VirtualBox

Opened 14 years ago

Closed 8 years ago

Last modified 8 years ago

#5582 reopened enhancement (fixed)

Suggestion: allow disk image data to be aligned in VDI files, for optimal use with SSDs — at Version 2

Reported by: Donuts Owned by:
Component: other Version: VirtualBox 3.0.12
Keywords: Cc:
Guest type: other Host type: other

Description (last modified by aeichner)

First, see this blog post which has some background information: http://thunk.org/tytso/blog/2009/02/20/aligning-filesystems-to-an-ssds-erase-block-size/

In summary, the smallest chunk of data that SSDs (solid-state flash drives) can write is larger than the 512-byte size that the SSD emulates/fakes for the host computer. The smallest chunk size might be 4KB, for example. If filesystem writes are not aligned to 4KB boundaries performance will suffer, especially for first-generation SSDs.

For example, if the host computer writes 4KB to (512-byte) sectors 63 to 70, the SSD will read the 4KB corresponding to sectors 56-63, update the sector 63 data and write it to flash. Similarly with the 4KB block corresponding to sectors 64-71. This read-modify-write causes more wear on the SSD.

Windows XP and earlier (and probably most non-Windows partitioning software) by default creates the first partition starting at (512-byte) sector 63. That is an "odd" alignment, not aligned on a 1KB boundary let alone 4KB or more.

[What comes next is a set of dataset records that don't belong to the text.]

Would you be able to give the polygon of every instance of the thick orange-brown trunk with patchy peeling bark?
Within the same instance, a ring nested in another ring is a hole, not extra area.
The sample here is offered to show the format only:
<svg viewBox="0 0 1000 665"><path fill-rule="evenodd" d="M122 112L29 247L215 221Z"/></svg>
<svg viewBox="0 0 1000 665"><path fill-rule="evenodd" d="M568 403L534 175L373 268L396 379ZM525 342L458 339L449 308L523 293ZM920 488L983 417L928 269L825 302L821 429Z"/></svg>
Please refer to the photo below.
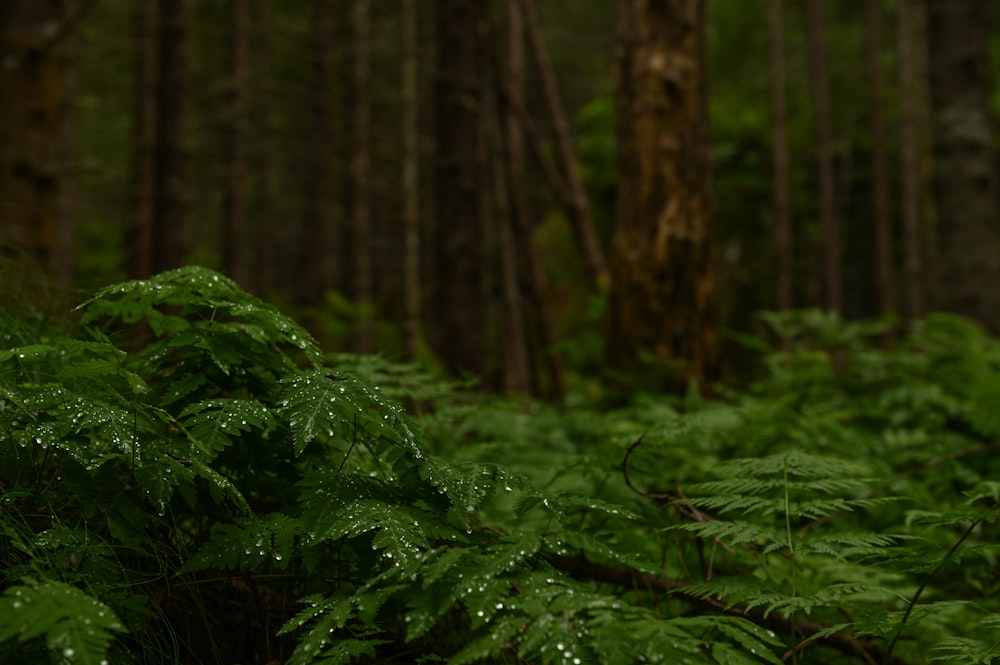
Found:
<svg viewBox="0 0 1000 665"><path fill-rule="evenodd" d="M618 220L608 364L640 351L678 379L715 375L708 206L705 2L618 2Z"/></svg>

What does this have to do with VirtualBox? My suggestion is that the VDI format be updated to allow the user to specify the alignment of the data. VirtualBox would add a few sectors worth of padding before the actual data. For use with SSDs, the user could set the alignment so sector 63 is on a 4KB boundary in the VDI file. The fixed-size VDI header appears to be $600 bytes long, so an extra $C00 bytes padding would be needed in that case. Doing that might also be a minor performance win for conventional hard drives, if the host filesystem uses a 4KB cluster size. Of course the exact amount of padding to use needs to be user-configurable; for a Vista VDI it would be $A00 bytes.

Change History (2)

comment:1 by Donuts, 14 years ago

I have posted instructions on how to manually add padding to a new (dynamically-expanding) VDI file to http://forums.virtualbox.org/viewtopic.php?f=1&t=25336

Contrary to what I wrote about SSDs above, this is also relevant to conventional hard disks. The issue is that the guest filesystem clusters (typically 4KB) may not be aligned on a cluster boundary in the host partition.

comment:2 by aeichner, 8 years ago

Description: modified (diff)
Resolution: fixed
Status: newclosed

VDI images are aligned to a 1MB boundary which should be enough for the near future. Additionally the alignment for VDI images can be set by the user with vbox-img when creating a base image. Closing as fixed.